A ESPM em pesquisa publicada em 2018, nomeada por Taxa Rosa e a Construção do Gênero Feminino no Consumo, afirmou que esses produtos ditos femininos são apresentados com uma média de 12,3% de custo adicional, se compararmos aos mesmos produtos destinados aos homens. 

Indo mais no detalhe, no estudo vemos que em relação a vestuário adulto, as peças femininas são 17% mais caras do que as masculinas, para vestuário infantil e de bebê, 23%, para brinquedos 26%, produtos de higiene 4%, e serviço de corte de cabelo, 27% mais caro. 

Apesar de parecer fazer sentido de maneira mercadológica, como explicou Isabelle, a realidade social é bem diferente, pois sabemos que as mulheres, em geral, possuem remuneração salarial inferior à dos homens e enfrentam diversas dificuldades de posicionamento na construção social que vivemos.  

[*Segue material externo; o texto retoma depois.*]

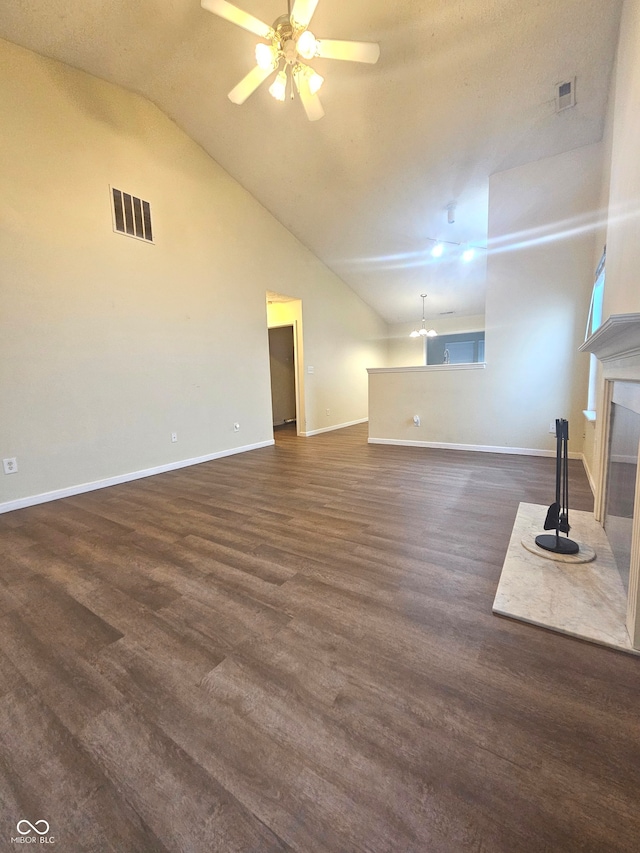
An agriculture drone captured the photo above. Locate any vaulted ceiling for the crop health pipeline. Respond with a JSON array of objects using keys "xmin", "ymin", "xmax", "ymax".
[{"xmin": 0, "ymin": 0, "xmax": 622, "ymax": 323}]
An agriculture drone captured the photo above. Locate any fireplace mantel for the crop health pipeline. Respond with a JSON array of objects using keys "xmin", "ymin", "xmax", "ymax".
[{"xmin": 580, "ymin": 314, "xmax": 640, "ymax": 364}]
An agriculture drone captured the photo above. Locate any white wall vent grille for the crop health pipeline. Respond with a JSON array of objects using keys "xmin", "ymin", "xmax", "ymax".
[
  {"xmin": 556, "ymin": 77, "xmax": 576, "ymax": 112},
  {"xmin": 111, "ymin": 187, "xmax": 153, "ymax": 243}
]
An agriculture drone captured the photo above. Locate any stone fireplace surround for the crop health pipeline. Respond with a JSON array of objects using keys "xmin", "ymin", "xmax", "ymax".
[
  {"xmin": 493, "ymin": 314, "xmax": 640, "ymax": 655},
  {"xmin": 580, "ymin": 314, "xmax": 640, "ymax": 650}
]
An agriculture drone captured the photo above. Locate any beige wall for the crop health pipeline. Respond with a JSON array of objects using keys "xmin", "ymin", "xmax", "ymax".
[
  {"xmin": 369, "ymin": 145, "xmax": 602, "ymax": 453},
  {"xmin": 604, "ymin": 0, "xmax": 640, "ymax": 317},
  {"xmin": 584, "ymin": 0, "xmax": 640, "ymax": 496},
  {"xmin": 388, "ymin": 314, "xmax": 484, "ymax": 367},
  {"xmin": 0, "ymin": 42, "xmax": 386, "ymax": 508}
]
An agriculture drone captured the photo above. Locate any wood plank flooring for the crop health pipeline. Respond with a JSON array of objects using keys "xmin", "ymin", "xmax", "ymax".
[{"xmin": 0, "ymin": 426, "xmax": 640, "ymax": 853}]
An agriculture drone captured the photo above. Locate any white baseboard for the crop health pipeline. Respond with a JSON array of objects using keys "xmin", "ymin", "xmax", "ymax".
[
  {"xmin": 582, "ymin": 453, "xmax": 596, "ymax": 498},
  {"xmin": 0, "ymin": 439, "xmax": 275, "ymax": 513},
  {"xmin": 300, "ymin": 418, "xmax": 369, "ymax": 438},
  {"xmin": 369, "ymin": 438, "xmax": 582, "ymax": 459}
]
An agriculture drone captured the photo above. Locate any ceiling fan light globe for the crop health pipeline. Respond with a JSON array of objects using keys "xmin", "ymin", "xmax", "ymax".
[
  {"xmin": 296, "ymin": 30, "xmax": 318, "ymax": 59},
  {"xmin": 269, "ymin": 71, "xmax": 287, "ymax": 101},
  {"xmin": 256, "ymin": 42, "xmax": 276, "ymax": 71},
  {"xmin": 309, "ymin": 71, "xmax": 324, "ymax": 95}
]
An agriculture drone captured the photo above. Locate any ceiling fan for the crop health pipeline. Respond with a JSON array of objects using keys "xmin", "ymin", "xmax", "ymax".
[{"xmin": 201, "ymin": 0, "xmax": 380, "ymax": 121}]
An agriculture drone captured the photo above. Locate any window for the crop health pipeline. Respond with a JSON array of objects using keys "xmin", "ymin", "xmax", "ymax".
[
  {"xmin": 584, "ymin": 247, "xmax": 607, "ymax": 419},
  {"xmin": 426, "ymin": 332, "xmax": 484, "ymax": 364}
]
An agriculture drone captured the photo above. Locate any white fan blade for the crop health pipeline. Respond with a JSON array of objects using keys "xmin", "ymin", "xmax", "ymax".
[
  {"xmin": 297, "ymin": 78, "xmax": 324, "ymax": 121},
  {"xmin": 317, "ymin": 39, "xmax": 380, "ymax": 65},
  {"xmin": 291, "ymin": 0, "xmax": 318, "ymax": 29},
  {"xmin": 200, "ymin": 0, "xmax": 273, "ymax": 39},
  {"xmin": 227, "ymin": 65, "xmax": 273, "ymax": 104}
]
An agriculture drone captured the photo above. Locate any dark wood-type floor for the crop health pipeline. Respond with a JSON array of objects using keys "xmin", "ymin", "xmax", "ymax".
[{"xmin": 0, "ymin": 426, "xmax": 640, "ymax": 853}]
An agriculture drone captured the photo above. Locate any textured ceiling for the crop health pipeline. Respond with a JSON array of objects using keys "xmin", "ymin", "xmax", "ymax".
[{"xmin": 0, "ymin": 0, "xmax": 622, "ymax": 323}]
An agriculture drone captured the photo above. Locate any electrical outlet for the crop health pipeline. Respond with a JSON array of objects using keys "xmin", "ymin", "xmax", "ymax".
[{"xmin": 2, "ymin": 456, "xmax": 18, "ymax": 474}]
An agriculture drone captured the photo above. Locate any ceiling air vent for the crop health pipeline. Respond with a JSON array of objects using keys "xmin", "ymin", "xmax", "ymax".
[
  {"xmin": 556, "ymin": 77, "xmax": 576, "ymax": 113},
  {"xmin": 111, "ymin": 187, "xmax": 153, "ymax": 243}
]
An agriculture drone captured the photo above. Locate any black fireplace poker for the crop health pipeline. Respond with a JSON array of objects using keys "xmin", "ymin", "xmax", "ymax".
[{"xmin": 536, "ymin": 418, "xmax": 579, "ymax": 554}]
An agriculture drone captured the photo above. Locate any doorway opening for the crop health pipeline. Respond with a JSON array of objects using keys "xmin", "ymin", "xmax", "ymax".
[
  {"xmin": 267, "ymin": 292, "xmax": 306, "ymax": 435},
  {"xmin": 269, "ymin": 326, "xmax": 297, "ymax": 429}
]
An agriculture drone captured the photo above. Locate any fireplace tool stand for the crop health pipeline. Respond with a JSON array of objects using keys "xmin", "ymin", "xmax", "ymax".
[{"xmin": 536, "ymin": 418, "xmax": 579, "ymax": 554}]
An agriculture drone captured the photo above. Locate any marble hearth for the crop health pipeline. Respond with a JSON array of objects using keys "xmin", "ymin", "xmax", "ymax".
[{"xmin": 493, "ymin": 503, "xmax": 640, "ymax": 655}]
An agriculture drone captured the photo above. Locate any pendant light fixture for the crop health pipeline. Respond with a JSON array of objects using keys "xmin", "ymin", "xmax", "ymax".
[{"xmin": 409, "ymin": 293, "xmax": 438, "ymax": 338}]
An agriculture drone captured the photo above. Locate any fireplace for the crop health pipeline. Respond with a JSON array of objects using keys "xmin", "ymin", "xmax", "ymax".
[
  {"xmin": 604, "ymin": 382, "xmax": 640, "ymax": 595},
  {"xmin": 581, "ymin": 314, "xmax": 640, "ymax": 649}
]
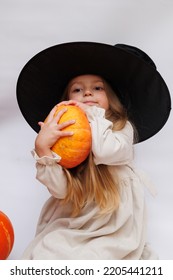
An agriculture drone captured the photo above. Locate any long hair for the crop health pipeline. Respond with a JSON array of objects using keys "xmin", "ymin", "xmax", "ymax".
[{"xmin": 62, "ymin": 77, "xmax": 130, "ymax": 217}]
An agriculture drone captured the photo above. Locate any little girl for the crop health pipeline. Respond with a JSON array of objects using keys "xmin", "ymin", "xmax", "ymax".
[{"xmin": 17, "ymin": 42, "xmax": 170, "ymax": 260}]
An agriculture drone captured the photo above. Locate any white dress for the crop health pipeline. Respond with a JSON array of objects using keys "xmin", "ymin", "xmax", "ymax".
[{"xmin": 22, "ymin": 106, "xmax": 158, "ymax": 260}]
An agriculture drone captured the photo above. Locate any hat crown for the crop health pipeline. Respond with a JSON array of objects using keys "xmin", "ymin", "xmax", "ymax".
[{"xmin": 115, "ymin": 44, "xmax": 156, "ymax": 69}]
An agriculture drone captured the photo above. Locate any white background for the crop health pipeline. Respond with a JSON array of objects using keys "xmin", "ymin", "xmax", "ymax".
[{"xmin": 0, "ymin": 0, "xmax": 173, "ymax": 259}]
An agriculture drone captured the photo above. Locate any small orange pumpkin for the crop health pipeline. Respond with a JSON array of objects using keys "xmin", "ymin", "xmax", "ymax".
[
  {"xmin": 0, "ymin": 211, "xmax": 14, "ymax": 260},
  {"xmin": 52, "ymin": 105, "xmax": 91, "ymax": 168}
]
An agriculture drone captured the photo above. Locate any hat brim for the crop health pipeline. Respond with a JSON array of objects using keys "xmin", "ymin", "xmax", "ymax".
[{"xmin": 17, "ymin": 42, "xmax": 171, "ymax": 142}]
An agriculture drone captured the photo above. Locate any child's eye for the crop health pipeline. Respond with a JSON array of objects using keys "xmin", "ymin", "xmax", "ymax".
[{"xmin": 94, "ymin": 86, "xmax": 104, "ymax": 91}]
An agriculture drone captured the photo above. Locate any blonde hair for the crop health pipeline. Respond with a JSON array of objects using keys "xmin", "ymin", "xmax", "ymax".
[{"xmin": 62, "ymin": 77, "xmax": 130, "ymax": 217}]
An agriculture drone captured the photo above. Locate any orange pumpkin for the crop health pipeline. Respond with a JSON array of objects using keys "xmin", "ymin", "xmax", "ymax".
[
  {"xmin": 52, "ymin": 105, "xmax": 91, "ymax": 168},
  {"xmin": 0, "ymin": 211, "xmax": 14, "ymax": 260}
]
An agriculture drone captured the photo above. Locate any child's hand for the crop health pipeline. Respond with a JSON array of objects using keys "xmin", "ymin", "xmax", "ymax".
[{"xmin": 35, "ymin": 106, "xmax": 75, "ymax": 157}]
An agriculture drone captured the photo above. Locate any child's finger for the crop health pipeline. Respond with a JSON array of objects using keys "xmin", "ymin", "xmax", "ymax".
[
  {"xmin": 47, "ymin": 106, "xmax": 57, "ymax": 122},
  {"xmin": 53, "ymin": 108, "xmax": 67, "ymax": 123}
]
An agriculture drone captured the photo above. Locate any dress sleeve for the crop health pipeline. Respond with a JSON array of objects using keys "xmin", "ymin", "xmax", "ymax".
[
  {"xmin": 86, "ymin": 106, "xmax": 134, "ymax": 165},
  {"xmin": 31, "ymin": 150, "xmax": 67, "ymax": 199}
]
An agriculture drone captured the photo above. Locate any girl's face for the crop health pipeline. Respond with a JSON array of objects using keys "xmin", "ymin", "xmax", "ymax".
[{"xmin": 68, "ymin": 75, "xmax": 109, "ymax": 110}]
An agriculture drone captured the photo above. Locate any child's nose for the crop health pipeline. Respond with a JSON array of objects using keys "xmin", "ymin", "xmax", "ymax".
[{"xmin": 84, "ymin": 89, "xmax": 93, "ymax": 96}]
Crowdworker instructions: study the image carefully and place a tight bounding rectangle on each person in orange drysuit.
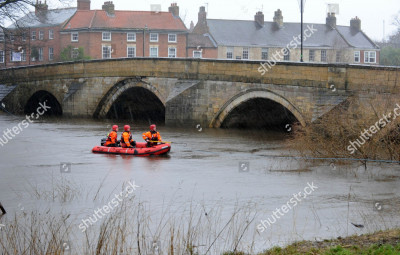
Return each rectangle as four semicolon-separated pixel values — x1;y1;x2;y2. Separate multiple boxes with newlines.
142;124;161;146
121;125;136;148
104;125;118;147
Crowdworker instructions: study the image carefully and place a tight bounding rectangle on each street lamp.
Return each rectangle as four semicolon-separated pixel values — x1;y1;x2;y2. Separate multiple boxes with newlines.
143;25;148;57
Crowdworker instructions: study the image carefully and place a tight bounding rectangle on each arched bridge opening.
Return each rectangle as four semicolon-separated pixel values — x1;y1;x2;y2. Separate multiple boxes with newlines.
24;90;63;116
211;91;306;131
94;80;165;124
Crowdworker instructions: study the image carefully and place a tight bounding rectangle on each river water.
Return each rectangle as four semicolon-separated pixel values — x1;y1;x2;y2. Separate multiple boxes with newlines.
0;114;400;254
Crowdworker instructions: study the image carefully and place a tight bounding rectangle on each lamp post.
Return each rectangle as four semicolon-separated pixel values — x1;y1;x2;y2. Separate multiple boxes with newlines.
300;0;304;62
143;25;147;57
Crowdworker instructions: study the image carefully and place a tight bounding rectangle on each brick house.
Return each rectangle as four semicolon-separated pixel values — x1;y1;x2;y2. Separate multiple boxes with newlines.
60;0;188;59
0;1;76;67
188;7;380;65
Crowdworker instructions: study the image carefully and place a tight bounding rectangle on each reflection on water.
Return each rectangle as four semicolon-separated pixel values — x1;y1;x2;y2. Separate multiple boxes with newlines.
0;115;400;253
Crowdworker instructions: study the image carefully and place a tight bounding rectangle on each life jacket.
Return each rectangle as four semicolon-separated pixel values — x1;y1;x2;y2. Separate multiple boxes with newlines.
104;131;118;146
121;131;133;146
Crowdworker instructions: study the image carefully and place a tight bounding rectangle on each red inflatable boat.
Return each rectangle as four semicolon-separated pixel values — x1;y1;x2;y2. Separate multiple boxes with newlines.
92;143;171;157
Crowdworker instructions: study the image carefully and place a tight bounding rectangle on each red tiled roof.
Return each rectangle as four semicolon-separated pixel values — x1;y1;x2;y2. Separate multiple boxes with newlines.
64;10;187;31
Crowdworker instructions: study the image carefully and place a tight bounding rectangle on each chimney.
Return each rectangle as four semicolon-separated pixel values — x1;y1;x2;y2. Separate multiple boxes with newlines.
350;16;361;31
326;12;336;28
254;12;264;27
193;6;208;34
189;20;194;32
274;9;283;28
35;0;49;17
168;3;179;17
78;0;90;11
101;1;115;16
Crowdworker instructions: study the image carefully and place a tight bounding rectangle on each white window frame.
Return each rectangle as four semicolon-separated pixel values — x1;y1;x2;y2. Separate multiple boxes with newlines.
321;50;328;63
168;47;178;58
364;51;376;64
126;46;136;58
39;30;44;41
193;50;203;58
150;33;158;42
168;34;178;43
101;31;111;42
126;32;136;42
149;45;158;58
101;45;111;59
242;47;250;60
308;50;315;62
38;47;43;61
71;32;79;42
354;50;361;63
226;47;234;59
49;47;54;61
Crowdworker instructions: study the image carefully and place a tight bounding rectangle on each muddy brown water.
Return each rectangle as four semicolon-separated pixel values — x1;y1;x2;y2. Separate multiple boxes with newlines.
0;114;400;252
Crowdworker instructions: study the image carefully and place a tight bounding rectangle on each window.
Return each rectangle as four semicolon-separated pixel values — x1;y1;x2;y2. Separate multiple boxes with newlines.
321;50;326;62
261;48;268;60
10;51;22;62
308;50;315;62
71;32;79;42
242;47;249;59
103;32;111;41
354;51;360;63
150;33;158;42
168;48;176;58
127;46;136;58
226;47;233;59
283;48;290;61
150;46;158;58
364;51;376;63
336;51;342;63
38;47;43;61
126;33;136;42
193;50;203;58
49;47;54;60
168;34;176;42
103;46;111;59
71;48;79;59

Além do pink tax: comportamento de consumo feminino 

De acordo com o PNAD Contínua (Pesquisa Nacional por Amostra de Domicílios Contínua) e o Instituto Brasileiro de Geografia e Estatística (IBGE), em 2021, nós somos mais de 51% da população do país e, segundo dados da Nielsen, empresa global de análise de consumo, somos responsáveis pelas compras em 96% dos lares brasileiros, mesmo chefiando apenas 37% deles. 

Ainda dentro do levantamento da Nielsen, outros números interessantes sobre esses gastos realizados por mulheres, 21% são destinados a bens de consumo, 12% para despesas do lar, 11% em serviços de comunicação, 8% em saúde e 7% em educação. Dentro das vendas on-line, as mulheres representam 56,9% das consumidoras desse canal (e-commerce). 

Sistema tributário reforça desigualdade de gênero? 

Já em relação ao sistema tributário, Isabelle introduz:

“Devemos nos preocupar com a construção de um sistema tributário injusto em relação a gênero. Na teoria, essas taxas devem ser neutras e não podem causar mais desequilíbrio, pelo contrário, o tributo e os impostos como um todo, precisam ser instrumentos de justiça fiscal, e igualdade social e econômica. Caso não promova mais igualdade, no mínimo, não pode ser o motivo para mais diferenças.”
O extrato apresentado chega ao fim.